The reason for one organization to acquire or ally with another almost always boils down to one of the following three:
- To obtain new products and services to sell to existing customers.
- To secure access to new customers for existing offerings.
- To acquire needed new resources such as skills, leadership or knowledge.
There are also three basic reasons for one organization to decide NOT to acquire or ally with another:
- Most require the buyer to pay a premium price except in distressed situations in which case a bargain price is offset by high risk.
- Integration and assimilation of people, processes and systems is time-consuming and difficult. Time and effort spent to overcome cultural differences is enormous and rarely successful. Despite management’s best intent, the wisdom of working together on the front-line is lost, without a lot of attention from the top, in favor of protecting turf, in-fighting, and favoritism.
- Acquisitions and alliances require alarmingly high concentrations of management attention to consider, plan, execute, launch, and nurture to success. Once the deal is done, even greater amounts of time from the most senior managers is required to plan and guide the integration of people, products, services and administrative processes which diverts management attention from other important matters.
There are three steps to successfully acquire or ally with another operation with the intent to merge it into existing operations (i.e., as opposed to operating as a separate unit):
- Determine whether the nature of the relationship between the two organizations is to be transactional, collaborative, innovative, or identity-shaping where who they are is literally defined by their relationship to each other.
- Develop a picture of the way things will work when operations come together as envisioned, including:
- A multi-year financial plan that lays out the target financials which justifies the terms and to serve as the foundation for performance goals,
- An operating model to show who will do what to deliver the joint entity’s products and services with excellence, on time, and in budget; systematically and programmatically sell the venture’s products and services; and develop its capacity to fuel growth, and
- An organization and governance model to show who is responsible for doing (see: post on every top leader getting at least one thing right) and reviewing (see: post on connecting top leaders to the front-line ) what initially and over time.

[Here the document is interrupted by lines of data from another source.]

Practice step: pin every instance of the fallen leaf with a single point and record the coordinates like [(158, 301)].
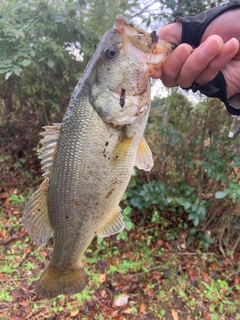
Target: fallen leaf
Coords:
[(121, 300), (74, 313), (102, 277), (174, 314), (142, 307)]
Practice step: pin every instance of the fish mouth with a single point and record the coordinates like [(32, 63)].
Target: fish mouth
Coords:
[(140, 39), (141, 45)]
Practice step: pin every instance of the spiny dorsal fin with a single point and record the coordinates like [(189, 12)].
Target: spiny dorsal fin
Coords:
[(115, 225), (49, 147), (35, 215), (144, 160)]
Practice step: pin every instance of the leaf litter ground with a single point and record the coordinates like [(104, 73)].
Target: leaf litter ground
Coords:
[(145, 277)]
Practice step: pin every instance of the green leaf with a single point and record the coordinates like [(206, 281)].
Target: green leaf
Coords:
[(50, 63), (26, 62), (16, 70), (221, 194), (196, 221), (127, 210), (8, 74)]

- Assign leaders from both organizations to work together to identify issues, perform analysis and recommend actions consistent with the goals of the partnership. Success or failure to achieve targeted results must be a primary component to these individuals’ personal performance assessment and bonus compensation for the performance period.
Experience shows that there are three important things that dramatically improve the probability that two organizations will be successful as partners in an alliance or acquisition:
- It must be clear to people, particularly the leaders, in each organization why they have decided to work together (see Mastering the Merger). The rationale must be written down and shared with others in both organizations each from their own perspective and from the perspective of the other. For example, people in Organization A must be able to say why it makes sense for Organization B to have entered into the relationship as well as why it makes sense for their own organization to have done the same.

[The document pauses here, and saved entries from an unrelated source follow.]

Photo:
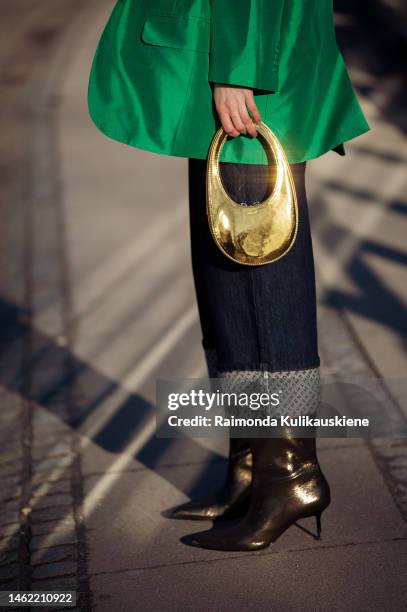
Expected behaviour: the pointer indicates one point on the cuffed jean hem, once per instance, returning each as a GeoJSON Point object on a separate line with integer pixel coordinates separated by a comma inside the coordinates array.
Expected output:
{"type": "Point", "coordinates": [264, 366]}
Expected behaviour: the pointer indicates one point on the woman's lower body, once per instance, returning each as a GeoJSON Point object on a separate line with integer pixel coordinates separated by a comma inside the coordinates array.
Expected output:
{"type": "Point", "coordinates": [259, 326]}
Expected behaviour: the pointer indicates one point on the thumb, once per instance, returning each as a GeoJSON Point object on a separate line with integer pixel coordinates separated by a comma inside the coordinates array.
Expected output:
{"type": "Point", "coordinates": [252, 107]}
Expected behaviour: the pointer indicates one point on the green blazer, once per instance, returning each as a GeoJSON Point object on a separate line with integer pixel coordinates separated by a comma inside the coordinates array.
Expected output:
{"type": "Point", "coordinates": [151, 81]}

- There must be a lot at stake for both parties. This means there must be a lot to win if the goals are met and a lot to lose if they are not.

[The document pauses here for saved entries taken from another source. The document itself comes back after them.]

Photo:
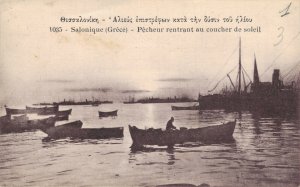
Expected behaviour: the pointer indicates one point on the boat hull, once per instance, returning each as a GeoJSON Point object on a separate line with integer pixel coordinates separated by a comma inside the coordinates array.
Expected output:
{"type": "Point", "coordinates": [159, 137]}
{"type": "Point", "coordinates": [107, 114]}
{"type": "Point", "coordinates": [21, 125]}
{"type": "Point", "coordinates": [70, 131]}
{"type": "Point", "coordinates": [42, 110]}
{"type": "Point", "coordinates": [13, 111]}
{"type": "Point", "coordinates": [185, 108]}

- Each organization must assign a senior person to represent the interests of their respective organization. This individual needs to be a leader who personally stands to gain or lose a great deal both from a financial, career, and professional perspective depending on the fate of the venture. Their number-one goal has to be the success of the initiative. They serve as gateways to their respective organizations to facilitate the success for their counterpart who would otherwise be in a hopeless position of having to figure out for themselves how to work effectively in an alien organization. Therefore those assigned to this key role have to be senior, seasoned, well-regarded executives who can move mountains in their own organizations, if necessary, to make things work.